Strengths and limitations of the study
A key strength of this study lies in the manner in which women’s views were elicited – through semi-structured interview questions, and women-led, open group discussion to visualise their ideal maternity care pathway [
24]. This format allowed women to explore their experiences together, and comment on each other’s views and experiences. The diversity of the views obtained from the participants is a further strength of this study. In addition, as is recommended in focus group literature [
23], the groups maintained a level of homogeneity in that they were all based in the same geographical area, with some women attending the same General Practice (GP) surgery. Furthermore, the participants were similar in terms of the number of children they had and gave birth in similar settings.
However, the participants were a self-selected sample, and evidently proactive about their maternity care (e.g. accessing Children’s centres that they advocated for). Additionally, there were pre-existing relationships between a few of the participants (i.e. some were known to each other) which could have influenced how they responded to the questions. However, all the women appeared comfortable in the group setting, and still openly discussed their experiences with the rest of the group.
Clinical practice and research implications
The present study contributes to the body of knowledge by validating past research [
35,
36], and enhances our understanding of maternity care collaboratively provided by midwives and health visitors from the recipients’ perspective. The findings indicate that it is paramount that women are listened to, offered consistent services, and provided unbiased information and advice by midwives
and health visitors. In addition, women’s care pathways need to be made clear to them at the outset, including information about the health professionals who may be involved in their care, and these professionals’ roles. In terms of midwife-health visitor interprofessional collaboration, the participants showed an awareness of the issues previously raised by these healthcare professionals [
10,
37‐
39] such as poor communication and limited access to shared information, thereby supporting the evidence on the identified barriers and enablers to collaborative working [
9]. Whilst the recommendations presented here (e.g. group-based antenatal and postnatal appointments/drop-ins, centralised records) may not necessarily apply to nor be desired by all women, the findings highlight the importance of providing individualised care delivered collaboratively by midwives and health visitors. Thus, it is crucial that women’s voices are heard and considered when providing care [
12,
35], ultimately promoting informed choice.

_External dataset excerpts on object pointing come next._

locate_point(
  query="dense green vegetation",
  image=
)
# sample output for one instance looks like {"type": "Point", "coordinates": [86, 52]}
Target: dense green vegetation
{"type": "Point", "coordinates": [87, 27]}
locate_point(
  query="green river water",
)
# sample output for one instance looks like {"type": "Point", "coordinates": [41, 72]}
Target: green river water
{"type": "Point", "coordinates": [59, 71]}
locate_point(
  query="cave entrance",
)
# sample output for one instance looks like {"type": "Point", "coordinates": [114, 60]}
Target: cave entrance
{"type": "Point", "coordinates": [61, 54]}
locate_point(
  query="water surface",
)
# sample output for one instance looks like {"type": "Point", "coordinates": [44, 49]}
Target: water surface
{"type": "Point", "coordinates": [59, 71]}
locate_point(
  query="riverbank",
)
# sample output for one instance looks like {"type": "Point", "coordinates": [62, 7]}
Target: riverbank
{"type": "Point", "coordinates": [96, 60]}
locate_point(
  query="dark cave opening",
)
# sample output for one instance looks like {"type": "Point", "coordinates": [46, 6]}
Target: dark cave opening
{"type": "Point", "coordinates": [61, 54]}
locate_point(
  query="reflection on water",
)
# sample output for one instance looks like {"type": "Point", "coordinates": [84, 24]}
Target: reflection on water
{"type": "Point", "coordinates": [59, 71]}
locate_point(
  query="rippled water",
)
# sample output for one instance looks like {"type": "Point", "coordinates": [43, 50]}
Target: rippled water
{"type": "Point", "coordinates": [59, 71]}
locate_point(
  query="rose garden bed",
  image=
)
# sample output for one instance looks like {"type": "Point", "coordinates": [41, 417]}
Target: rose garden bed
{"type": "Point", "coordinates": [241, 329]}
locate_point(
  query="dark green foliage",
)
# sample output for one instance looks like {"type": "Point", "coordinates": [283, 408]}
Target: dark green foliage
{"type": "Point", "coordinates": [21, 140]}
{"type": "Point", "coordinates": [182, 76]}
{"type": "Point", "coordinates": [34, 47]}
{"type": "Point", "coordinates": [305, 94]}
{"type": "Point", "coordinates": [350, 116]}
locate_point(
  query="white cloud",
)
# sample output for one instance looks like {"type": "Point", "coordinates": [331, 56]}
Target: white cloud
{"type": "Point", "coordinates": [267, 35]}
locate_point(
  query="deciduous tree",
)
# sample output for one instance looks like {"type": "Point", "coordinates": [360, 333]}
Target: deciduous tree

Considerations for future research include exploring specific service changes for improving maternity care pathways such as the feasibility of group-based antenatal classes jointly provided by midwives and health visitors, and evaluating the impact of midwife-health visitor communication on health (e.g. rates of postnatal depression, mortality) and service outcomes (e.g. referral management). Maternity care models and guidance developed should include health visitor input if services are to achieve midwife-health visitor collaboration throughout the care pathway. In addition, future research should include other stakeholders such as policymakers and service commissioners to obtain a better understanding of how midwifery and health visiting services could be redesigned to support collaborative working.